Derek Meyer dreamed of buying a sailboat and a luxury motor home when he put his three-bedroom house in Los Gatos, California, up for sale in July. He asked for US$1.825 million -- US$550,000 more than he paid in 1999.
After reducing the price five times, the 42-year-old owner of a marketing consulting company this month accepted less than US$1.4 million, a 9 percent gain in three years. He scrapped plans for the boat and cut his US$150,000 motor-home budget in half.
"Profit on paper is one thing and profit in your pocket is something different," Meyer said. "Had the house sold at the high prices, we definitely would have taken a large percentage of that extra gain and spent it."
From Los Gatos to Zurich, where home prices fell in the third quarter for the first time in three years, homeowners no longer can count on windfalls from sales of their residences to feed their spending habits. That may be bad news for the US as well as European and Asian countries banking on consumer spending to maintain or revive growth.
"You don't have the increase in wealth going on that tends to stimulate more spending" when housing prices ebb, said Lyle Gramley, senior economic adviser at Schwab Capital Markets and former US Federal Reserve governor. The result will be "slower consumer spending going forward," he said.
In industrialized countries, consumer spending accounts for about 61 percent of gross domestic product on average, according to the World Bank. In the US, consumer spending has helped sustain growth while shoppers' reluctance to buy has contributed to stagnant economies in countries such as Germany and France.
UK prices at the top end of the housing market are declining after rising every year since 1993, while average home prices in the US rose 6.2 percent last quarter from the year-earlier period, less than in previous quarters.

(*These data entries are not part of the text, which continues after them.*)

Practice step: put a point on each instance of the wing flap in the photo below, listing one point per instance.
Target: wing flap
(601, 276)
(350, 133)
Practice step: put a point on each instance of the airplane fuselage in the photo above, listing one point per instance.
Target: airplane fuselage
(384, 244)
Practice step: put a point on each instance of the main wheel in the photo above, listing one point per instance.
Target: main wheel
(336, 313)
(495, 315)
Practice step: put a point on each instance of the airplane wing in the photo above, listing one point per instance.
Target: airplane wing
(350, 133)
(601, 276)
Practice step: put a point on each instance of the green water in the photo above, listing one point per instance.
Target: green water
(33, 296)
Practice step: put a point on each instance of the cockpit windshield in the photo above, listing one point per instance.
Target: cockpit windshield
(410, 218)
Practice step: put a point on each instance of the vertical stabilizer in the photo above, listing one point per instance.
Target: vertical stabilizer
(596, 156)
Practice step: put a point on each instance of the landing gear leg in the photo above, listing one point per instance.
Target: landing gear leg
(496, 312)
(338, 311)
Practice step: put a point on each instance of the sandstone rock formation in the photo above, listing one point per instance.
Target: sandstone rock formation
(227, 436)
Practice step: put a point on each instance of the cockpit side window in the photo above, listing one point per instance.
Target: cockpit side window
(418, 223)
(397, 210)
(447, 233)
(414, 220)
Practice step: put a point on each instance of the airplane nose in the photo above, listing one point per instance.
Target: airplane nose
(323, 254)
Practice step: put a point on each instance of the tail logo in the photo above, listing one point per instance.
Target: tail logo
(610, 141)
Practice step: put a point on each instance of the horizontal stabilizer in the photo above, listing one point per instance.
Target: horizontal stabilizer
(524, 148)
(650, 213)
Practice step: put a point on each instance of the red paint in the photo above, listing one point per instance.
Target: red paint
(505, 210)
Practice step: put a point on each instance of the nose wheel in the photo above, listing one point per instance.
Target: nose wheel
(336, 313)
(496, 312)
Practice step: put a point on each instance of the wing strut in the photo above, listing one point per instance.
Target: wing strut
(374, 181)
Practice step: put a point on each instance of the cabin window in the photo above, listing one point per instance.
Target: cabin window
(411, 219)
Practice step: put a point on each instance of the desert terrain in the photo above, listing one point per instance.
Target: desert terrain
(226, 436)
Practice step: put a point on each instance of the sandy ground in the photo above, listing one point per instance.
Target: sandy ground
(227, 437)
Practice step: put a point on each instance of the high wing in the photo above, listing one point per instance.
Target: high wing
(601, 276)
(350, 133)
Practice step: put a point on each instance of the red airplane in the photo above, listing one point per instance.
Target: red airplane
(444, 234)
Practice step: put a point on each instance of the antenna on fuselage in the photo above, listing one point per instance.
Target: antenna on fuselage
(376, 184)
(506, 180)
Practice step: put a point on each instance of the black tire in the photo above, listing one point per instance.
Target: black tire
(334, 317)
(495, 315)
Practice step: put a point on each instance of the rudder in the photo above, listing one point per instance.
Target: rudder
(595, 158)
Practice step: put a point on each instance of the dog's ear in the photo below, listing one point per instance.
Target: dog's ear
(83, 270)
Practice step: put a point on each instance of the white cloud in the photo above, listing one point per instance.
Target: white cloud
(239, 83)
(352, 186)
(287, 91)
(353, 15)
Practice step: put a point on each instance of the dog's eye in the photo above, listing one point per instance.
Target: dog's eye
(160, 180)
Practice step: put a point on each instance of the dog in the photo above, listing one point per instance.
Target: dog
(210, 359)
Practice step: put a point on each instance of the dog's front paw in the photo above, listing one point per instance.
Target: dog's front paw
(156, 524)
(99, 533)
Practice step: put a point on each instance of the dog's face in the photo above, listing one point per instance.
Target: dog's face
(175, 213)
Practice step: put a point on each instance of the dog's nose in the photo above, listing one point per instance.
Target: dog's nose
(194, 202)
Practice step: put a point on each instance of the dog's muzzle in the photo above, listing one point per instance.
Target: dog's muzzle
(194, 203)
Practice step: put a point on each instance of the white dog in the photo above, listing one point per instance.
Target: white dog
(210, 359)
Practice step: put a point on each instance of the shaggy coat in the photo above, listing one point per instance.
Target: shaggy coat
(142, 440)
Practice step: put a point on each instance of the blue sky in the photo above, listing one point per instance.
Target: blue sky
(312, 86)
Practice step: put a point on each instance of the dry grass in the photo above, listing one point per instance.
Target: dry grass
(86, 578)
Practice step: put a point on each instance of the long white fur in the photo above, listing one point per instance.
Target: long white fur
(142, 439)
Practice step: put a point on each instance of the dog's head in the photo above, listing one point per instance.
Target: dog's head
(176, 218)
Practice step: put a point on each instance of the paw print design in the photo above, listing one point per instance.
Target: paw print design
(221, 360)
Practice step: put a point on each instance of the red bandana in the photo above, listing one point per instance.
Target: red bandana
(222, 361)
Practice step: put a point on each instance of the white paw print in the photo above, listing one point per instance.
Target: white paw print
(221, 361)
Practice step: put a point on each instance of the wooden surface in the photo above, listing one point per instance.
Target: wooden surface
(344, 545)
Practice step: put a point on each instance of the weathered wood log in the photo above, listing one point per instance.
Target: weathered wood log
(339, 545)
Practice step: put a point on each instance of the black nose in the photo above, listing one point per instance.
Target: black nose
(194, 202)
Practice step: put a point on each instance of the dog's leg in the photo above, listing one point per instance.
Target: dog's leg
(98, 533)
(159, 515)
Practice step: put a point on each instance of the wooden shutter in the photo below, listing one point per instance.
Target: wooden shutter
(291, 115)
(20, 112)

Demand remains robust in some US markets: In Long Island, New York, prices jumped almost 15 percent in the third quarter and they climbed 13 percent in San Diego.
Consumer spending rises as home prices increase and owners sell or borrow against the higher value. Housing prices are "very important, particularly for middle-income owners," said Ian Morris, chief US economist at HSBC Securities Inc.
"Your average Joe Blow has much more wealth tied up in housing than stocks," he said. Tip that balance, and "we've got a slog ahead of us."
UK house prices rose at an annual rate of 29 percent in November and 31 percent in October, the strongest since price growth last peaked in 1989, according to HBOS Plc, Britain's biggest mortgage lender.
Declining prices are already common in Singapore, which is trying to recover from its worst recession in four decades. In July, marketing executive Cindy Koh, 35, sold her 2 1/2-story terrace house in the Serangoon gardens area for S$1.36 million (US$778,000) about S$200,000 less than she paid two years earlier.
"A few years ago the property would have cost much more," Koh said.
In the US many homeowners refinanced their homes at lower mortgage rates, putting more cash in their pockets. The average rate on 30-year mortgages hit a 12-year low of 5.74 percent last month.
Fewer US consumers treating their homes like a cash machine may have ripple effects in other countries, because Americans may trim purchases of imports along with domestic goods.
"The US is the only game in town for global growth," said Allen Sinai, president of the forecasting firm Decision Economics Inc in New York.
Tim Calland says he won't be doing much to help the economy. He hasn't sold his home in Chapel Hill, North Carolina, after more than four months and an US$8,000 price cut to US$297,000. With his US$1,050 rent at an apartment near his new job in Connecticut on top of his US$2,000 mortgage payment, the electrical engineer has little cash left over.